A new report on the systematic use of sexual violence by Hamas terrorists against Israelis in the Gaza border communities on October 7, 2023 offers new frameworks to approach the legal monstrosity that is proving, and eventually indicting, crimes such as these.
The Dinah Project, which authored the report, is made up of five women, legal and gender experts in their own right, who came together after October 7 to form “the leading resource for recognition and justice for victims of Conflict Related Sexual Violence (CRSV).”
The report concludes that “Hamas used sexual violence as a tactical weapon of war,” a finding that carries potentially far-reaching consequences in the international realm. CRSV has been documented in other conflict zones, like Nigeria and Iraq.
“Once thought of as merely an inevitable part of war, international law now recognizes that CRSV is an intentional, strategic tool employed to dehumanize its direct victims and thus spread fear and degrade the group, collective, or nation. By attacking sexuality, one of the primary sources of life and a symbol of humanity’s existential continuity, CRSV sends a message of death and destruction to all,” reads the report.
The report, titled “A Quest for Justice: October 7 and Beyond,” was authored by the Dinah Project’s founding members: Prof.
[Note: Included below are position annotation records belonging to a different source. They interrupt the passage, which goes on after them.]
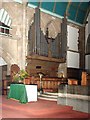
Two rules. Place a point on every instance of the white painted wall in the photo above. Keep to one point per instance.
(72, 38)
(72, 43)
(72, 59)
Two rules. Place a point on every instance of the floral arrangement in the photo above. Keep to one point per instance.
(20, 76)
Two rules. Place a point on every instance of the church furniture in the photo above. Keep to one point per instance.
(85, 79)
(5, 84)
(76, 96)
(23, 93)
(48, 83)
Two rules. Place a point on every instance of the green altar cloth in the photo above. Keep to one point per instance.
(18, 92)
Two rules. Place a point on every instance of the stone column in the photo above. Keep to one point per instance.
(24, 38)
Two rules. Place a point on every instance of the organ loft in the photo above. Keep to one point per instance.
(42, 42)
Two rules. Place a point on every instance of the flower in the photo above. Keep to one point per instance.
(21, 75)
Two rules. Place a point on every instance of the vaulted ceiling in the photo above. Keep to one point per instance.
(76, 12)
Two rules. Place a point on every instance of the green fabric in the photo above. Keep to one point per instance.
(18, 92)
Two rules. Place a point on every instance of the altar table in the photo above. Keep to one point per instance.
(23, 93)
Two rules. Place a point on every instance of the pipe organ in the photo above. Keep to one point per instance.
(44, 52)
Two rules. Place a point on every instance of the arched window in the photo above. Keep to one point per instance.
(5, 22)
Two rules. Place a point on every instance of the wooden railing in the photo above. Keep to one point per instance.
(47, 83)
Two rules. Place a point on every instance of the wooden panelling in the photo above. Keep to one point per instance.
(85, 78)
(72, 82)
(47, 83)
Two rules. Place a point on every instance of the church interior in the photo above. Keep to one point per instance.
(44, 59)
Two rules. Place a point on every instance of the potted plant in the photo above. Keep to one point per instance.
(20, 76)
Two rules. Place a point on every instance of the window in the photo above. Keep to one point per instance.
(5, 22)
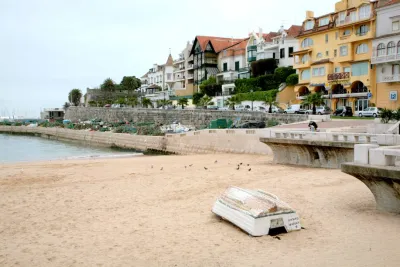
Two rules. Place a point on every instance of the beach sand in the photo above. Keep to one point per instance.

Ruth Halperin-Kaddari, Col. (res.) Sharon Zagagi-Pinhas, and retired judge Nava Ben-Or.
The Dinah Project was the catalyst for the arrival of a team of UN experts to Israel, led by Under Secretary General and Special Representative on Sexual Violence in Conflict Pramila Patten to investigate these crimes.
The team, led by Halperin-Kaddari, analyzed and verified what they could on conflict-related sexual violence from October 7, including incidents of rape, gang rape, torture and humiliation. Other team members include Eetta Prince-Gibson and Nurit Jacobs-Yinon, the visual editor for the report.
There was widespread and systematic use of sexual violence during the October 7 attacks – across six different locations at least: the site of the Nova music festival, Route 232, the Nahal Oz miiltary base, Kibbutz Re’im, Kibbutz Nir Oz, and Kibbutz Kfar Aza. The attacks were “all aimed at a total dehumanization of Israelis and Israeli society,” reads the report.
The problem is not the knowledge that the attacks occurred, but gathering the evidence. “Most victims were murdered, survivors and released captives may be too traumatized to come forward and testify against their abusers; and forensic evidence required for criminal convictions is difficult to obtain in crime scenes that remain war zones.”
The Dinah Project suggests two essential frameworks: Evidentiary and legal. The evidentiary “organizes and categorizes all available information based on its reliability and source,” including testimonies, accounts from survivors, first responders, and any visual evidence that can be gathered. The legal “offers a tailor-made evidence model” for conflict-related sexual violence.
Traditional evidentiary approaches will not work with CRSV, the report proposes; there are conflict settings that render traditional evidence unstable and unreliable. It suggests expanding the legitimacy of evidential sources – to eyewitness and earwitness accounts and circumstantial evidence.
CRSV also targets communities in a unique way – not just individuals, but their wider circles. As such, the broader context of the attack should serve as evidence in itself.
And, what establishes CRSV is the pattern recognition, the report proposes, that “recurring patterns across multiple incidents… establish systematic nature and intentionality.”
To build a strong body of evidence, the report suggests: recognizing CRSV as a distinct category with its own, specialized evidentiary paradigms; broadening that model from being victim-centered so that the “systematic silencing of victims” could be accounted for; diversifying what is considered admissible evidence; applying joint criminal responsibility to all the perpetrators – as opposed to demanding a direct link in specific acts; taking into account community harm; and, applying a higher-than-normal standard of credibility. Though they are less conventional, all these suggestions account for CRSV’s tragically unique circumstances.